The appraisal process has not been examined since the Great Depression, Trice notes in her paper,“Reengineering the Appraisal Process Redux,” an updated version of which was published last month.

“A survey of every major participant in the mortgage sector will point to comparable sales selection as the fundamental flaw in the appraisal process,” she writes.

“Manually typing ‘three comps on a grid’ is not only outmoded and inefficient,” Trice says, but “the lack of transparency has allowed gross incompetence and fraud to thrive.”

“We need a well-crafted, coordinated, synchronized, holistic road map. And that is our proposal. Create a task force that engages all stakeholders. Write the plan and create a single authority to execute that plan,” she concludes.

Trice says that “most of us deeply entrenched in the appraisal profession are aware of the problems, have good insight as to how to solve them, yet we have serious impediments to stifle that innovation.

“And it is indeed innovation that will lead us out — new methods, thoughtful regulation, sound technology and bright ideas.”

In the massive reengineering project she envisions, participants would include appraisers, lenders, mortgage brokers, appraisal management companies, ratings agencies, real estate agents, home builders, regulators, Wall Street, the GSEs, the Federal Housing Administration, Veterans Affairs and mortgage insurers.
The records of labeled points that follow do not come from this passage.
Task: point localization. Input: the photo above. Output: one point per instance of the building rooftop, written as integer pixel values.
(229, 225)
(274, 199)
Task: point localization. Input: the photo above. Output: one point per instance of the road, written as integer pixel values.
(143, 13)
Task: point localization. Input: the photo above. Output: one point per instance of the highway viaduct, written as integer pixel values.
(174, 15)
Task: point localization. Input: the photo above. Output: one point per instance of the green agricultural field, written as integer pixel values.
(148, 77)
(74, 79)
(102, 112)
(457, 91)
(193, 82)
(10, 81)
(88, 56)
Basing the value of a home on comparables is “entirely outmoded,” she says, given the availability of data in an electronic format.
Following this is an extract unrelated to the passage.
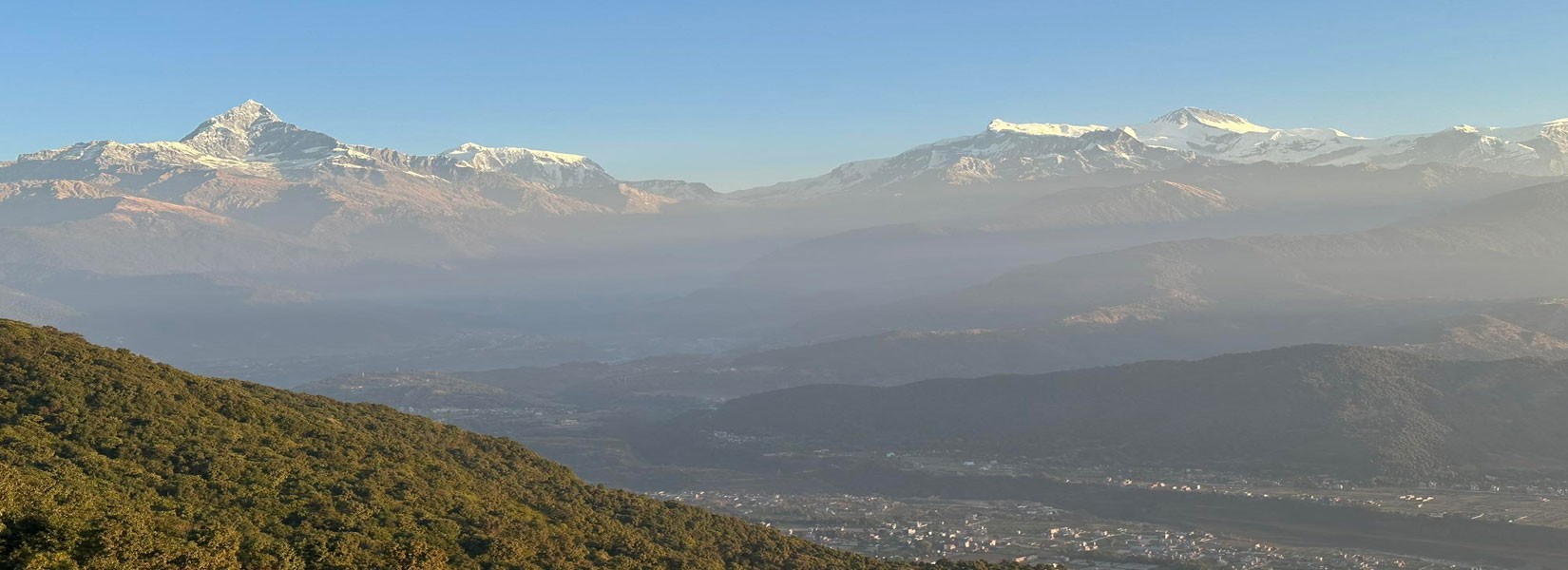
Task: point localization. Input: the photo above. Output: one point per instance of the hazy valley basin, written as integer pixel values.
(800, 285)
“The use of databases, technology, statistics and local knowledge must take a larger role in the interpretation of market reaction to differing property characteristics,” she writes.
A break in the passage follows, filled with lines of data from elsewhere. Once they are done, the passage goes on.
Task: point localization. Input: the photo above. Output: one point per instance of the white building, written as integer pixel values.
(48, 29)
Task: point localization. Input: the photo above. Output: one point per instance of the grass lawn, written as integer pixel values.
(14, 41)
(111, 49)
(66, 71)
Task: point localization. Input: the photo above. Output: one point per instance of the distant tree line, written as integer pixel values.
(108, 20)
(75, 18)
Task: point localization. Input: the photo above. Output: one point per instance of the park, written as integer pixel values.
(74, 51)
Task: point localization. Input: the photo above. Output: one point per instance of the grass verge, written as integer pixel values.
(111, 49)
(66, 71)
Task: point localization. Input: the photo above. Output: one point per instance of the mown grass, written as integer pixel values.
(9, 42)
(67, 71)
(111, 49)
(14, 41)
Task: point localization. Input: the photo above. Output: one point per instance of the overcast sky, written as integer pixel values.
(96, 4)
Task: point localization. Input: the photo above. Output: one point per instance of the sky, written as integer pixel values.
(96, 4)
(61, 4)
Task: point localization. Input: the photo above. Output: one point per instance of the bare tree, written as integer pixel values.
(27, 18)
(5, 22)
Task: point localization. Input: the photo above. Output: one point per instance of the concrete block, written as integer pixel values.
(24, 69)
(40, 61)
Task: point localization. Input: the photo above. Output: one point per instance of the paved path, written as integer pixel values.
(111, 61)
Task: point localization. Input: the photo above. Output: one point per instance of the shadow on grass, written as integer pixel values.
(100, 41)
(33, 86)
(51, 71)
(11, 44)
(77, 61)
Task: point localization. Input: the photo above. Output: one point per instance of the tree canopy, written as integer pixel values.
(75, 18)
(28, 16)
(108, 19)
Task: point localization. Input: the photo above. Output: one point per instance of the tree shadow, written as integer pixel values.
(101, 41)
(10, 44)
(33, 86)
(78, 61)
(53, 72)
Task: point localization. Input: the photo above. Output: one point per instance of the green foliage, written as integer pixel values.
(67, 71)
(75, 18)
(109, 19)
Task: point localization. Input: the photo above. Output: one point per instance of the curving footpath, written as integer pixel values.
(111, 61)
That would include an examination of historical sales data going back to least 24 months in order to establish trends in the marketplace and allow for more thorough reporting of market conditions.

Trice also advocates including a longer perspective on the value of the property that would assess its future marketability by taking into account long-term sustainable aspects of the property, the normal and local market conditions and its current use and alternative appropriate uses.

This type of perspective, she says, “considers and adjusts for the impact of volatility in the housing market.”

Among other ideas presented in the white paper, Trice discusses the need for:

  • Providing a range of values for a property instead of a single value

    “In the current economic environment, a single point of value is extremely difficult to estimate even by the most experienced appraiser. Value ranges ultimately make more sense and are more in keeping with the realities of the market.

  • One unifying set of policies and procedures for appraisals

    “Appraisers do not have a clear road map to complete an appraisal for a mortgage transaction. There are Fannie Mae guidelines, Freddie Mac guidelines, interagency guidelines, FHA rules, VA rules. On top of these, there are individual lender guidelines. There are state requirements. There is USPAP (Uniform Standards of Professional Appraisal Practice). There are numerous education providers, each of whom has a slightly different approach to application of theory.”

  • Software that can assist appraisers in the valuation process

    “Appraisers can be empowered if they have the software that can consume large amounts of data, and in so doing, can provide the analytics that the market demands.”

  • New appraisal forms

    “The appraisal process has been defined by Fannie/Freddie forms that walk appraisers through a series of procedures to arrive at an opinion of value. New forms should be considered that remove the time-consuming processes of data collection that have no bearing on the value conclusion. Appraisers are wasting valuable time focusing on many of the wrong elements.”

  • A national property database accessible by lenders

    “An inventory of all land and improvements thereon tied to the mortgage instrument would allow a measure of ‘all things real estate’ in real time. The real estate market has not kept pace with the stock or commodity markets. Real estate is the largest asset class in the world yet we can’t effectively measure it, study it or analyze it.”

    Trice also voices concern over the dwindling competence of appraisers in a profession that is not keeping the talent pool it needs at a time when the average age of an appraiser is estimated at about 54 years old.

“While the focus is on the current crisis of declining home values, no one is paying attention to the impending crisis of the graying of the appraisal profession,” she writes.

“We are dying off, becoming technically obsolete and we aren’t preparing the next generation.”

At least part of the answer, she suggests, is turning around the recent decline in the fee structure.

Citing a number of barriers for new appraisers entering the market, she also advocates “a plan sponsored by lending institutions to promote proper training and education of appraisers” as “critical to a sustainable appraisal profession.”